The tribunal, confirming that kickbacks were indeed paid in the gun deal, ruled that the accused were liable to pay taxes on such income.
‘The investigations revealed that an amount of 242.62 million Swedish kroners (Rs.412.5 million) was paid by Bofors as commission to Quattrocchi and Chadha,’ the tribunal said in its 98-page order delivered Saturday.
The ruling by Judicial Member R.P. Tolani and Accountant Member R.C. Sharma of the tribunal comes on a matter pertaining to a taxation case slapped on Win Chadha’s son Hersh, named as legal heir of the co-accused. The tribunal dismissed the appeal by the son.
The order said the commission was paid to the agents in contravention of the policy of the government of India not to allow middlemen or agents in defence deals.
It said no commission was to be paid by Bofors in connection with the contract and if any such stipulation in this regard did exist, the commission amount should have been reduced from the contract price.
‘Thus the government of India had to pay excess amount of about 242.62 million Swedish kroners, which was passed on by Bofors to its agents W. Chadha and Quattrocchi against the express terms of contract’ related to the Rs.1,500 crore deal for over 400 Bofors guns.
‘Bofors acted in violation of the Indian defence policies and rules and harmed the public exchequer, besides committing breach of propriety,’ the tribunal order said.
The tribunal said the money received by Chadha, who died in 2001, and Quattrocchi as kickback is taxable.

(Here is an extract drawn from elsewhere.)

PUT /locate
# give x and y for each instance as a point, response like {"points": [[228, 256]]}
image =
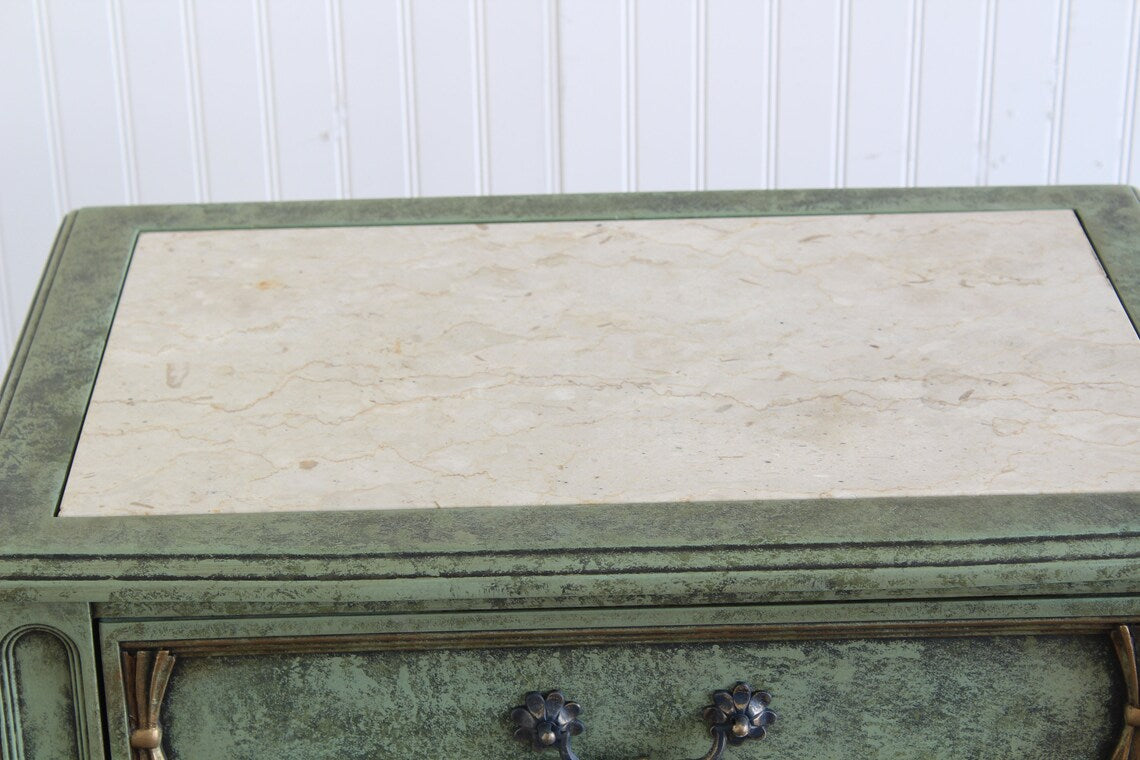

‘In our view, to enforce the rule of law, these steps were desirable to bring all the relevant income tax violations to a logical end by the Income Tax Department. Inaction in this regard may lead to a non-existent undesirable and detrimental notion that India is a soft state and one can meddle with its tax laws with impunity.’
With the tribunal order, the opposition Bharatiya Janata Party (BJP) got fresh ammunition to train its guns on the government that is already battling charges of financial irregularities in the 2G spectrum allocation and the conduct of the Commonwealth Games.
‘This was not a mere case of bribery. Bribery was accompanied by a huge cover-up operation. Nobody has answered the questions which this order raises. Why was Quattrocchi paid the money?’ BJP’s Arun Jaitley said, soon after the order was out.
‘It was a fraud. After this order, you need to reopen the criminal matter and the CBI surely can’t be trusted with it. There is no better case to have a SIT (special investigation team) to reinvestigate this matter, which was closed because of fraud,’ Jaitley added.
Already on the backfoot, the Congress said it would study the tribunal order before commenting on it.
‘We will have to see the order, the context and the details, the Congress will certainly react, but we are not going to be hurried,’ Congress spokesperson Abhishek Manu Singhvi told reporters.
The tribunal order come a day ahead of a likely decision by a Delhi court in connection with the Central Bureau of Investigation (CBI) plea seeking to drop criminal proceedings against Quattrocchi on the grounds that there is no evidence against him and that persisting with the case will serve no purpose.
The CBI in 1999 charged former defence secretary S.K. Bhatnagar, Quattrocchi, Chadha, former Bofors chief Martin Ardbo and the company itself in connection with the case. Bhatnagar, Ardbo and Chadha are already dead and Quattrocchi is the only surviving accused.
Quattrocchi has never appeared before any court in the country. The CBI had failed on two occasions to get Quattrocchi extradited — first from Malaysia in 2003 and then from Argentina in 2007.